If Cuomo won’t accept $16 tolls, where would the extra revenues come from? In a scenario where tolls double but don’t triple, there would still be a gap of at least $1.2 billion dollars.

These are good questions.

A preliminary “Financial Plan Development” document prepared by Merrill Lynch and Loop Capital for the state on November 24, 2009 is pretty clear that the money — at least, not all of it — won’t come from tolls.

In the 74-page paper, Merrill and Loop said:

Even a significant toll increase is unlikely to full fund the Project capital costs, and could pose potentially adverse traffic demand response. Toll increases require significant efforts to gain stakeholder support.

In order to attain an aggressive rate escalation scheme required for the Project, a new ownership and governance structure may be considered and would establish the bridge as a separate entity. Current bond resolution limits the application of toll revenues to [the existing Tappan Zee Bridge and to New York State Thruway Authority] facilities.

In other words, too-high tolls would send drivers elsewhere (or encourage them to go nowhere at all). Making the bridge its own legal entity apart from the rest of the Thruway, where it lives now, wouldn’t fix that problem. But it would (maybe) deflect criticism of the higher tolls from the governor and from the Thruway, and would also ensure that the vastly higher Tappan Zee revenue didn’t subsidize other bridges.

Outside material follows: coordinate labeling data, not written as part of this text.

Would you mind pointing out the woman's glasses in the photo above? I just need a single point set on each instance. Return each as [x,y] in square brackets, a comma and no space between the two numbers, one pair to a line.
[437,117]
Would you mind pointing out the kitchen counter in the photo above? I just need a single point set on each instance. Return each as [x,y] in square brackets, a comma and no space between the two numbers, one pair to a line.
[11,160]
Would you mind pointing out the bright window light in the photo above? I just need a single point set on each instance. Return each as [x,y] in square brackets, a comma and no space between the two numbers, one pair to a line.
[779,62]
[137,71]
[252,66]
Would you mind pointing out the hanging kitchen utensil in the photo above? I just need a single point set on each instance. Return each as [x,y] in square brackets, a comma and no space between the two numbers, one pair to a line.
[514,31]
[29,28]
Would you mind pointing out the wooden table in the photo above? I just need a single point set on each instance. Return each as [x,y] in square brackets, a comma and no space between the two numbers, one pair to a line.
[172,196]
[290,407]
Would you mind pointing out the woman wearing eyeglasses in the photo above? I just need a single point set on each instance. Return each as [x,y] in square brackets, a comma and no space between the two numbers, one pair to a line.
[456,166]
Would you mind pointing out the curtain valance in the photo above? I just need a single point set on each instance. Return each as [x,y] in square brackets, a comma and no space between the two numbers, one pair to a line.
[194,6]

The Merrill / Loop analysts didn’t venture a suggested toll price. But they noted that competing bridges run by the Port Authority, at the time, had a top rate of $8. Today, it’s $12 and probably still rising — meaning that Kazis and Charles Komanoff aren’t far off.

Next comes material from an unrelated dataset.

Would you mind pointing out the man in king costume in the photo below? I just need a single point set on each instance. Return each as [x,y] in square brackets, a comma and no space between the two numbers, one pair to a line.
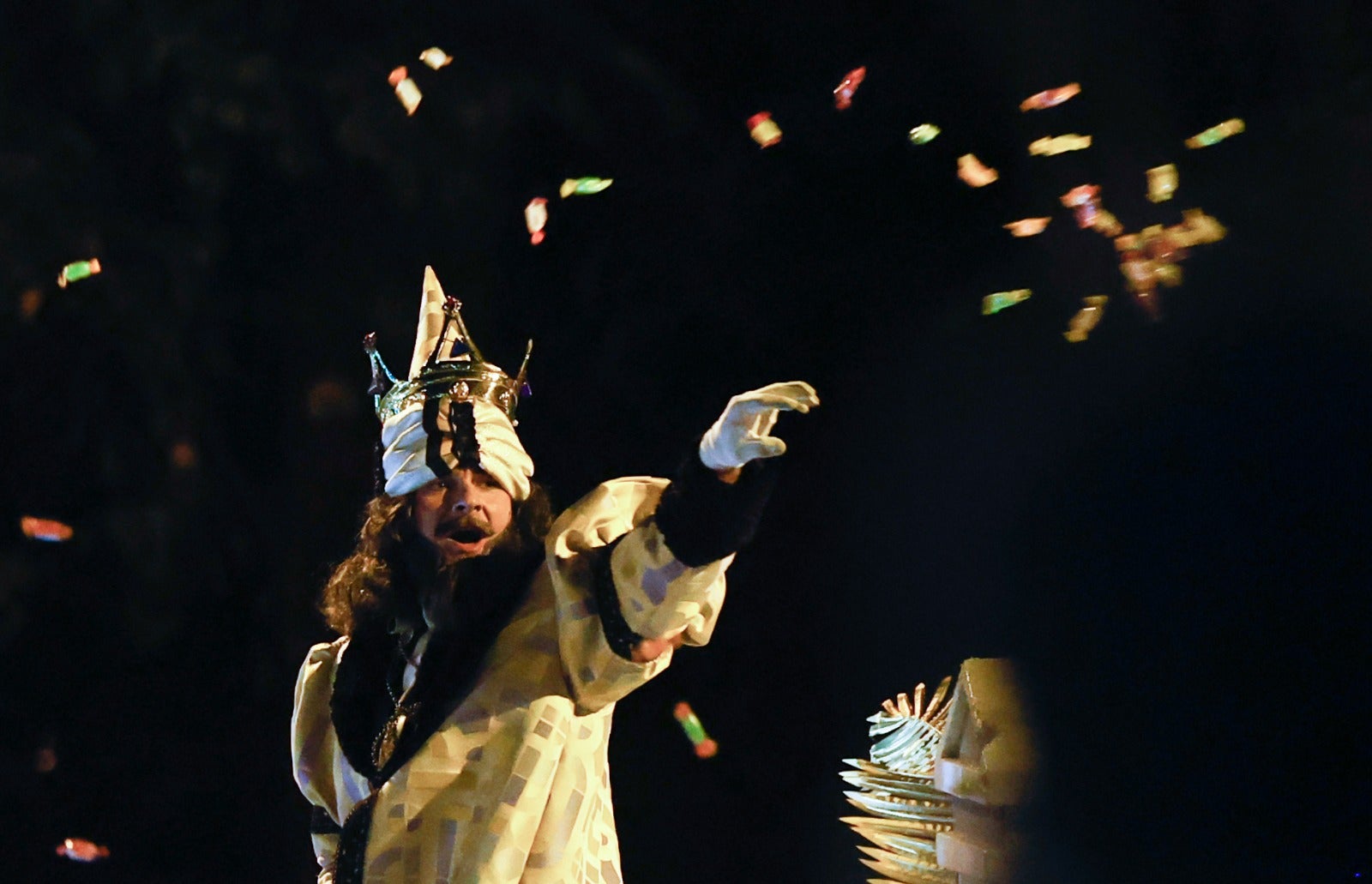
[457,731]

The Merrill and Loop analysts also considered the idea of a “System-Wide Toll Rate Adjustment,” saying that higher tolls across the Thruway system “could provide substantial financing capacity … without major structural changes in ownership and governance.” Of course, then the question would be: would users of other bridges want to subsidize the TZB?

As for the idea of the private sector magically creating the money through a public-private partnership: the Merrill / Loop report notes that such a plan has some benefits. But it would involve “high procurement costs for [the] initial lease,” would offer “Limited upside potential to the State from project success.” It didn’t really matter, anyway, as it would involve so much debt that it might be hard for the private-sector borrowers to get a good borrowing rate, they said.

The conclusion of the paper? There really wasn’t one, except that it’s really, really hard to conjure money from nowhere.

Yes, the paper is two years old, and prepared pre-Cuomo. Yet not much has changed since then, and in the absence of new information, it’s all we’ve got.